Lothians: About 3 miles west and north of South Queensferry, on footpath 0.5 miles north-west of Hopetoun House, near the shore of the Firth of Forth, north of Abercorn.
Ruin or site NT 083794 OS: 65 EH30 9SL
OPEN: The site of the castle is in the policies of Hopetoun House
Site of castle, nothing of which remains except a landscaped mound with an obelisk, which covers the very ruinous remains of two buildings. ‘Abencorne’ is marked on Blaeu’s map of The Lothians,
then ‘Abercorn C’ on Adair’s map of West Lothian. The castle is depicted as a tower with battlements on a mound or hillock to the north of the church.
A castle here, dating from the 12th century, was a property of the Avenel family. It passed by marriage to the Grahams in the mid 13th century, then, again by marriage, to the Mures in the
early 14th century. By 1400, the Douglas Earls of Douglas held the castle, and James the Gross, 6th Earl, died here in 1443. During his campaign against the Black Douglases in 1455, James II
destroyed the castle after a month-long siege, and many of the garrison were hanged. The castle seems to have been rebuilt (or the site reused) later in the 15th century or early in the 16th and the
castle appears to still have still been a significant structure on Adair’s map.
Abercorn then went to the Hamiltons. Lord Claud Hamilton, Lord Paisley – fourth son of James, second Earl of Arran and Regent of Scotland during the minority of Mary Queen of Scots – was made
Lord Abercorn in 1568, and his son was made Earl of Abercorn in 1606. The family were then made Marquises in 1790 and Duke of Abercorn in 1868. The family are now the senior branch of the Hamiltons,
the Dukes of Hamilton having passed through the female line, and live in Northern Ireland. The Dukes of Hamilton owned many estates, including Brodick, Kinneil, Cadzow and Hamilton Palace, and now live at Lennoxlove in East Lothian.

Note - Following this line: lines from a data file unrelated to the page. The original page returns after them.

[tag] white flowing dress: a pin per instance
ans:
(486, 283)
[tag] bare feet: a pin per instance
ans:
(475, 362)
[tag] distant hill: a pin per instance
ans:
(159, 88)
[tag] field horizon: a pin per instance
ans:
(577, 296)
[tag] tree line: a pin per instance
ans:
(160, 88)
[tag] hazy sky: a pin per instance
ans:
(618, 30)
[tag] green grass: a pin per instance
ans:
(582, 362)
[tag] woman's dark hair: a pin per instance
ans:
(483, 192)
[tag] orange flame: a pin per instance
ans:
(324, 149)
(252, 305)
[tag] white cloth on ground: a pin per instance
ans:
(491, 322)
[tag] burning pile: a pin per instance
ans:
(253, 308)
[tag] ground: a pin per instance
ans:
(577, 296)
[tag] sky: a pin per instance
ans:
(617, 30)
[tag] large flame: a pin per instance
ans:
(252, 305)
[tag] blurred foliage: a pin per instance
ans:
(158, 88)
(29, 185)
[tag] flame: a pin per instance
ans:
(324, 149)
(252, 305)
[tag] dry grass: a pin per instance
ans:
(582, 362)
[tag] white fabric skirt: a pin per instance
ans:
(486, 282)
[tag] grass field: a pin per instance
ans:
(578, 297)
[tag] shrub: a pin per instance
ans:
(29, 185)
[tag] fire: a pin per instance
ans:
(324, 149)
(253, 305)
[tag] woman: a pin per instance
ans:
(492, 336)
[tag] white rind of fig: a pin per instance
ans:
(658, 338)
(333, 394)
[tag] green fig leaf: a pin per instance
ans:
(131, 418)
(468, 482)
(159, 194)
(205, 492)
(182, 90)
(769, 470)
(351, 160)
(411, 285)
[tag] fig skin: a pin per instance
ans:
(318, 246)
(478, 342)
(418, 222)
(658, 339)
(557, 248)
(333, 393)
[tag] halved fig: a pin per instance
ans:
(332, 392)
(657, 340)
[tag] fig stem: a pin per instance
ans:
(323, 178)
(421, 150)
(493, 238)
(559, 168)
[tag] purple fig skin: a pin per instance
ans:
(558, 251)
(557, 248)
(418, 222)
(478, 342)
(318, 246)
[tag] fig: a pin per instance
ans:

The lands passed to the Setons by 1662, and they were made baronets of Nova Scotia the following year, then to the Hopes. The castle site was excavated in 1963. The Setons of Abercorn,
baronets, now live in Australia.
Abercorn Kirk [NT 083792], a fine old building dedicated to St Serf, dates from the 12th century and stands on the site of a 7th-century monastery. There are Viking burial stones, and burial
aisles or enclosures, including for Dalziel of The Binns, the Hopes of Hopetoun and the
Dundases of Philpstoun. The church was formerly open to the public but has been locked since a series of 'antisocial' incidents, and old bibles were stolen from here in July 2016.